I think in some sense music is inherently more reliant on technology than visual art is - if you want to create any sort of durable recording of a song, something that can persist even in the absence of the original composer and performer, then you need to rely on technology that's only been around since 1877, whereas people were inscribing paintings onto stone many thousands of years ago. Musicians have just been living with technology longer, they were using electric guitars when most professional illustrators didn't need anything more high tech than ink and oil paints. So I think that's part of the reason why they have a friendlier disposition towards technology in general.

I think you're generally right about the personality aspect of music, but you don't take it far enough.

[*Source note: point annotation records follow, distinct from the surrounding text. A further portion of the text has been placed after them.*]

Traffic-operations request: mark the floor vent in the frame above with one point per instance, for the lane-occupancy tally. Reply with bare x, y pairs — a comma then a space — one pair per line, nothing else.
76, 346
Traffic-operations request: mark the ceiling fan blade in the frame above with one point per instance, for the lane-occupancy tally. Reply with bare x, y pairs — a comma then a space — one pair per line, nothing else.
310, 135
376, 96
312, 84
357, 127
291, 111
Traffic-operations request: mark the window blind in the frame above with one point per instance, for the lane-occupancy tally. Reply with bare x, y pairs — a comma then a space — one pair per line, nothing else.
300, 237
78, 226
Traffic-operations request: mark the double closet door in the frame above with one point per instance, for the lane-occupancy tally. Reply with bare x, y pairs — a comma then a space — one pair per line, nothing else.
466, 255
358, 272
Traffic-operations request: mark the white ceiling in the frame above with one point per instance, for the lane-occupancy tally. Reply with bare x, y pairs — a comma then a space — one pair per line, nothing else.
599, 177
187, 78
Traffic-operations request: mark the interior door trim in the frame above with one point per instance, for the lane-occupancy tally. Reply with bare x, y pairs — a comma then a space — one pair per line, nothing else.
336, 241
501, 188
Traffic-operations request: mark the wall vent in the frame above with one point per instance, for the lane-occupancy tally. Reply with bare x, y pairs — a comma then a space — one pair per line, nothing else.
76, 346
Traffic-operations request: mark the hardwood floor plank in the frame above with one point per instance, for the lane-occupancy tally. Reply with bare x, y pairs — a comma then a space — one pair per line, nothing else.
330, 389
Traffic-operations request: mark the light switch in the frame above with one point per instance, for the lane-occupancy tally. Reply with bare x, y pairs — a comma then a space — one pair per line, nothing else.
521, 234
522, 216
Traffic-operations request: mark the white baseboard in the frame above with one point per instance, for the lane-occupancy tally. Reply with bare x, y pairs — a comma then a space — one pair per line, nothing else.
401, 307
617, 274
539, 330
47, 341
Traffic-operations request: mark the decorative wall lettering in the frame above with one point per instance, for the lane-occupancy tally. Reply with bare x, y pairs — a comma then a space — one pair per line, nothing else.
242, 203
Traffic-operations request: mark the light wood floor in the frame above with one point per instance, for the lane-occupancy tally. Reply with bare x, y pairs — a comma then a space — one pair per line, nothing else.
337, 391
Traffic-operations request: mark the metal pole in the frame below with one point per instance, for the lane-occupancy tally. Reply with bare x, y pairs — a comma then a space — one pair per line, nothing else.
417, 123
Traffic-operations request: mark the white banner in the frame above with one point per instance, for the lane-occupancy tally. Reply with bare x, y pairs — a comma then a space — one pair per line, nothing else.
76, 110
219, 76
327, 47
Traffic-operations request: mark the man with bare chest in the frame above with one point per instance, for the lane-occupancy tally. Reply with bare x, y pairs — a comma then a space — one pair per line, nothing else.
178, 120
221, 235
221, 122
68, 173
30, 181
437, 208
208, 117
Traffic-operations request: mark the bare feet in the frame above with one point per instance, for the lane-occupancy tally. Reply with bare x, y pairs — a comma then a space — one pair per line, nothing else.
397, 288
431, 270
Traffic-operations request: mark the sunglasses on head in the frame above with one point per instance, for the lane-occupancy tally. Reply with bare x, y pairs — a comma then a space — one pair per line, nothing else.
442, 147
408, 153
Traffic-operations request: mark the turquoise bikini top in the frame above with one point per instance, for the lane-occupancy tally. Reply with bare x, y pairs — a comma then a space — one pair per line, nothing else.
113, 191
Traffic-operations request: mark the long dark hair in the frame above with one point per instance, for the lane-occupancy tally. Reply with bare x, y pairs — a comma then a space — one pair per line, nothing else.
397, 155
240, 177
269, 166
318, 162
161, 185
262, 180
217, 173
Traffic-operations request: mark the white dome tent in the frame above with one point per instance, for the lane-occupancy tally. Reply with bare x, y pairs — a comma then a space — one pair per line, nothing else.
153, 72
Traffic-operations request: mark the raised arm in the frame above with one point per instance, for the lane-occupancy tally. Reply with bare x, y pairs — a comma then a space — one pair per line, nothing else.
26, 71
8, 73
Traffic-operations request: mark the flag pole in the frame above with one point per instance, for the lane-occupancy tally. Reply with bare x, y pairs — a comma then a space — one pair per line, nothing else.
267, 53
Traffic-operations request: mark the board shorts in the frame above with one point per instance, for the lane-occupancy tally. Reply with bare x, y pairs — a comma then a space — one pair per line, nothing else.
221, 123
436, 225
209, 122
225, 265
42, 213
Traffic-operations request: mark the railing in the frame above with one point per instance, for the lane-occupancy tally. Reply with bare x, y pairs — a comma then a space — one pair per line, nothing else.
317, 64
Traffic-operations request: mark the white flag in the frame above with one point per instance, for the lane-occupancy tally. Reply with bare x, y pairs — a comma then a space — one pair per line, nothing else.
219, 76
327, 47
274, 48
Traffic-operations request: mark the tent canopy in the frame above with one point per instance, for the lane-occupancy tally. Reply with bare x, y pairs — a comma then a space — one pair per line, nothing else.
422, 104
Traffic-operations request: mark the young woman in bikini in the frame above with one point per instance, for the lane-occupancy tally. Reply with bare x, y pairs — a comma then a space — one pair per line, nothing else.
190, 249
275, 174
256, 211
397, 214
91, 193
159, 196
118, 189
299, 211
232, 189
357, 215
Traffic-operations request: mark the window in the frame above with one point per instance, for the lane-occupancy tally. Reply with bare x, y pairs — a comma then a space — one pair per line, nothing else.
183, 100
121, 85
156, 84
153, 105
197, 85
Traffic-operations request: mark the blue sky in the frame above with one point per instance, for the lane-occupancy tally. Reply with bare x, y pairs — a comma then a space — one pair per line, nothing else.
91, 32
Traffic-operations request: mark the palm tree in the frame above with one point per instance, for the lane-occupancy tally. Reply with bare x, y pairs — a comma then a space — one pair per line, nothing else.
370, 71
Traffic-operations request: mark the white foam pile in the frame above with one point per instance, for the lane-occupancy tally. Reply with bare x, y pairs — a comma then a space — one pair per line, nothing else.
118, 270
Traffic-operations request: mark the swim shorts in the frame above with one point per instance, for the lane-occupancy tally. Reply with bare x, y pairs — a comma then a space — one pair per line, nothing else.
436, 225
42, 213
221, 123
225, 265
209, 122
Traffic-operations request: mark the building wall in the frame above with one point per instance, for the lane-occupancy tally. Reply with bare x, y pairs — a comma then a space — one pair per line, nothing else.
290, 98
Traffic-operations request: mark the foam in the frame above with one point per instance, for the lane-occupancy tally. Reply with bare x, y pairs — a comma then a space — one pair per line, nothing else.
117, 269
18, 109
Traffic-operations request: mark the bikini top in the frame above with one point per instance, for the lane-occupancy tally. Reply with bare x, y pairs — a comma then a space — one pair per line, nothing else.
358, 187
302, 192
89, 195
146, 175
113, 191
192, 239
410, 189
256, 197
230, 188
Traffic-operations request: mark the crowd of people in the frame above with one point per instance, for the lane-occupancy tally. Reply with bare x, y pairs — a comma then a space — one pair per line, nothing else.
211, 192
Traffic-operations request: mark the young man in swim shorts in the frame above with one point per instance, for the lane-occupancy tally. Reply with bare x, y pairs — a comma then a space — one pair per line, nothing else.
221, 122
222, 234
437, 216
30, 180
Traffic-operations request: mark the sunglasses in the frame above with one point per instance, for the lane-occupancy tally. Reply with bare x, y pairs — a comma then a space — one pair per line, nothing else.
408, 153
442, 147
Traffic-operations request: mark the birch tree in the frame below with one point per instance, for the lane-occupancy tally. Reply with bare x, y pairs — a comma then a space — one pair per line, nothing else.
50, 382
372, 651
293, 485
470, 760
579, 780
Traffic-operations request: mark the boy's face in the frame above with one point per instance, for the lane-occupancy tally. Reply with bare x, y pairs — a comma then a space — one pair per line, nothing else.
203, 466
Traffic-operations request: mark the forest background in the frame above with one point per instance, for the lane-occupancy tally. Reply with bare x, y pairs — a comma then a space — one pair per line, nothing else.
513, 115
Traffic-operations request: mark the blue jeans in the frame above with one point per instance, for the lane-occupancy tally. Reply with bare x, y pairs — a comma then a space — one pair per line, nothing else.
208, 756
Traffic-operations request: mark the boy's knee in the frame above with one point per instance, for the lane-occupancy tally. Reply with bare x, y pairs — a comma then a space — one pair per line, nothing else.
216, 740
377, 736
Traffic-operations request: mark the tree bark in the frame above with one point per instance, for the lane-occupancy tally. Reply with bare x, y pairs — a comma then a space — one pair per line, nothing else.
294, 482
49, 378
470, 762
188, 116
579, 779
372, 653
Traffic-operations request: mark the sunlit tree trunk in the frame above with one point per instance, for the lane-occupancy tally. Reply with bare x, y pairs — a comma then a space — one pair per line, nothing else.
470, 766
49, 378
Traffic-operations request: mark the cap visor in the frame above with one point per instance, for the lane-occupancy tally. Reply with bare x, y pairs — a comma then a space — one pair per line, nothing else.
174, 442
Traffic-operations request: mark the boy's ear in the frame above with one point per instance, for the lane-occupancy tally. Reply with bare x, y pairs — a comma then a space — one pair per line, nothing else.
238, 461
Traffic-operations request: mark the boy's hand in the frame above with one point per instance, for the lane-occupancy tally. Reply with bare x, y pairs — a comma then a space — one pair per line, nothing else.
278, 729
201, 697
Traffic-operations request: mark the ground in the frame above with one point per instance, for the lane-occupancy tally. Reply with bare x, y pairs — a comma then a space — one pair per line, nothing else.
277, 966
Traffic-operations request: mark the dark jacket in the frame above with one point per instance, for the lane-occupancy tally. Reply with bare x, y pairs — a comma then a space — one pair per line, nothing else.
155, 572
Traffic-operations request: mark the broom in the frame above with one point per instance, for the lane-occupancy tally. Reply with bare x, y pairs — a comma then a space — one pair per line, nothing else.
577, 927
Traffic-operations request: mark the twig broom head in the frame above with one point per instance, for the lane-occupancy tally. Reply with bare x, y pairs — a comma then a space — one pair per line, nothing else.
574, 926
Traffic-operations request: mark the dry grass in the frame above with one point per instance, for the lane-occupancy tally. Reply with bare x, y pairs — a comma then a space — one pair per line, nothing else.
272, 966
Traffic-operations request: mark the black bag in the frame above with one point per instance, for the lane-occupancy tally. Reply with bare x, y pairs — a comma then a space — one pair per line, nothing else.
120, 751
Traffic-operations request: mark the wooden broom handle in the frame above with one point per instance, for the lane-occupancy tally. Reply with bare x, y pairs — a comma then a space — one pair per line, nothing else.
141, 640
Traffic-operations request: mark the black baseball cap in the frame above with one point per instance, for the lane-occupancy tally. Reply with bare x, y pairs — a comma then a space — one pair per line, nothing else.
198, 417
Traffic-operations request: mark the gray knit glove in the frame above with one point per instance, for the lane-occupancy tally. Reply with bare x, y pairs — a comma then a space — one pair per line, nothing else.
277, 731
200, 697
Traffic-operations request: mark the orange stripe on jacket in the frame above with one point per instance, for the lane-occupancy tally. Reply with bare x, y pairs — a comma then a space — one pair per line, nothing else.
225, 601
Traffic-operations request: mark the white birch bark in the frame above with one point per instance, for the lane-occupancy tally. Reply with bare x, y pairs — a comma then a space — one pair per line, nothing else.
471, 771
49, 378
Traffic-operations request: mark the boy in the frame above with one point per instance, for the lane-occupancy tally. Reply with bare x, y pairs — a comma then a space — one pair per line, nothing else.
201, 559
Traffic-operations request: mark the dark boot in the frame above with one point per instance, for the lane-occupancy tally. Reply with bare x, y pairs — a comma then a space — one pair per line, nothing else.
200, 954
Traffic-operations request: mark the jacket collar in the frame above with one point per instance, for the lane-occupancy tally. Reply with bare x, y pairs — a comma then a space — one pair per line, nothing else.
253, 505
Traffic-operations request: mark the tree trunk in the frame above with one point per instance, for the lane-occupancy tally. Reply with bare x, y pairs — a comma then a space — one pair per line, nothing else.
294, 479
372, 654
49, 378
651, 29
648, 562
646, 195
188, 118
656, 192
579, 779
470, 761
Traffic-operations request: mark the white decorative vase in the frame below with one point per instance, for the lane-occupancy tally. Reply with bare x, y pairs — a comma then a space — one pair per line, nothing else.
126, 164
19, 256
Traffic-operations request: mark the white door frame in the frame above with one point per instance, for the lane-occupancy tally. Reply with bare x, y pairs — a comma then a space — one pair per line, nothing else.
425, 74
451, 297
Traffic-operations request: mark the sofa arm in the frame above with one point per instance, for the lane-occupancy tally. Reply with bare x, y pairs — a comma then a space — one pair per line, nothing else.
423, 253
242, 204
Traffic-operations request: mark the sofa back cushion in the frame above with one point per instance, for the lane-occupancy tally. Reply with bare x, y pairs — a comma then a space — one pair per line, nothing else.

Lots of musicians don't write their own music or lyrics and people still lap it up. The ultimate manifestation of this is kpop bands where there's a whole back office running the band. If the songwriters and lyricists out of the public eye were replaced with AI, I doubt the consumers would care.

Oh yeah, for manufactured pop bands, of which Kpop is perhaps the perfected version, I feel like they're appreciated more for their performance abilities than for their song recordings. So fans might insist on actual human dancers and singers (I don't know how much lip sync is common in these performances; do fans insist they actually sing into the mics while also doing complicated/strenuous dance moves in concerts?), even if they don't care about the AI writing the songs or even "performing" the music. Virtual concert performances like the Crypton Future Media Vocaloids might gain traction, but I also imagine they'd have to be some rare major figure like a Hatsune Miku or perhaps some popular Vtuber (whether human or AI-controlled) for fans to actually want to come out to watch such things.

But with AI songwriting, that's the kind of thing that real human songwriters could employ and just lie about pretty easily, to get the best of both worlds. If Taylor Swift used ChatGPT extensively to write her lyrics or used Suno and reverse-engineered its melodies for her own melodies and just lied about it, no one would ever know, and fans would get the enjoyment of genuinely believing that they're hearing songs that came pouring out of Swift's heart or whatever.